The Los Angeles County Museum of Art.

Tom Gores Departs LACMA Board Over Prison Telecom Connection

Billionaire private equity mogul and Detroit Pistons owner Tom Gores has resigned from the Los Angeles County Museum of Art’s board of directors after the activist groups Color of Change and Worth Rises lobbied for his removal over his ties to a company that charges “egregious” rates for phone calls from prisons and immigrant detention centers.

Gores’s Platinum Equity, of which he is chairman and CEO, in 2017 bought Securus Technologies, a company that the activist groups allege “makes over $700 million annually” by charging families that are “disproportionately Black and low-income,” up to $25 for a 15-minute phone call with their incarcerated loved ones, causing many to go into debt. Securus has additionally been accused of illegally recording conversations between detainees and their attorneys and sharing them with law enforcement officials. The petitioning groups last month sent a letter to LACMA director Michel Govan and the board’s cochairs calling for Gores’s dismissal; the missive was signed by more than 100 artists and donors.

Gores, a board member since 2006, defended the investment at a board meeting last week, explaining that Platinum was making efforts to reform Securus. No conclusion was reached at the meeting; however, that evening Gores sent in his letter of resignation.
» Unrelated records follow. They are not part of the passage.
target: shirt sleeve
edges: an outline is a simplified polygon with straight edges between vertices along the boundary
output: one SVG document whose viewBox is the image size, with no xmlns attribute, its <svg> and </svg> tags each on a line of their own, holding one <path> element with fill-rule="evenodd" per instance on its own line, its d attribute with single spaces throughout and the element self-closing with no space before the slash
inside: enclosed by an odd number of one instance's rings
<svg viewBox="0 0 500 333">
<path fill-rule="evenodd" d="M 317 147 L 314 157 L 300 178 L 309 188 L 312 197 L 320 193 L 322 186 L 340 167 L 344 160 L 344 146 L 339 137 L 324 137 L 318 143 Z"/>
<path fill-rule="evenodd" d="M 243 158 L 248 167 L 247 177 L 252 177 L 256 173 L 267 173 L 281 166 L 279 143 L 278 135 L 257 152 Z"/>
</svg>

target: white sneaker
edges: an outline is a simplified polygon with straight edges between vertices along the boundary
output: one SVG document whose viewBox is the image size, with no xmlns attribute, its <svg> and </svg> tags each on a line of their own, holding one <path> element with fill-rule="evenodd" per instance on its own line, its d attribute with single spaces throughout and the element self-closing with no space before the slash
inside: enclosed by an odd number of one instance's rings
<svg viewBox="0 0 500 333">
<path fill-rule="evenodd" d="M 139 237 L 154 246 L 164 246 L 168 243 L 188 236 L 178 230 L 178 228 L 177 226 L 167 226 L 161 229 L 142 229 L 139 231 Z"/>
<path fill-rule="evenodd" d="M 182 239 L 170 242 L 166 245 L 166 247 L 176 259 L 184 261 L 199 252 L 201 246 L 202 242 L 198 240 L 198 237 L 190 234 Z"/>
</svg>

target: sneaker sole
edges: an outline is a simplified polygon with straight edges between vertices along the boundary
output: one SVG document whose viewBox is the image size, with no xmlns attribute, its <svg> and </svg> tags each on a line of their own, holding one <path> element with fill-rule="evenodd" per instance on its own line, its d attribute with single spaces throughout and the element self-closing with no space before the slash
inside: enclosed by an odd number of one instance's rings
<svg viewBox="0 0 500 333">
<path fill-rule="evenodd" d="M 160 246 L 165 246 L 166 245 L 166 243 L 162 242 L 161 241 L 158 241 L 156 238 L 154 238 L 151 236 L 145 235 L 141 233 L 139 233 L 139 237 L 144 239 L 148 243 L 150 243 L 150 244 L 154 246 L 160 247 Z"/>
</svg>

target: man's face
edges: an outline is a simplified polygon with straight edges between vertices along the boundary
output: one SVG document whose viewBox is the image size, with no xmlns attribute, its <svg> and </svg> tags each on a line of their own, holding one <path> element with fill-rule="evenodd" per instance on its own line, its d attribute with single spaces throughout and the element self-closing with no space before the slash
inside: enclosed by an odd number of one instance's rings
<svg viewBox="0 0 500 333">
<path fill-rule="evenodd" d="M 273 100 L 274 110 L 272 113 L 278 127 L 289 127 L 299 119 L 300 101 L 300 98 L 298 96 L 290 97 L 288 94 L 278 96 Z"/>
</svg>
As first reported by the Los Angeles Times, Gores in the letter restated his company’s commitment to making changes at Securus, but acknowledged that the investment had become a “nexus for addressing the political, social, racial and economic issues roiling America today” and thus a burden to LACMA.

Gores’s resignation follows that of Warren B. Kanders from the board of trustees of New York’s Whitney Museum of American Art, after activists pressured the institution to jettison him for his investment in tear-gas maker Safariland. The Museum of Modern Art in New York is currently facing calls for the dismissal of Larry Fink, CEO of BlackRock, widely known as the world’s largest shadow bank.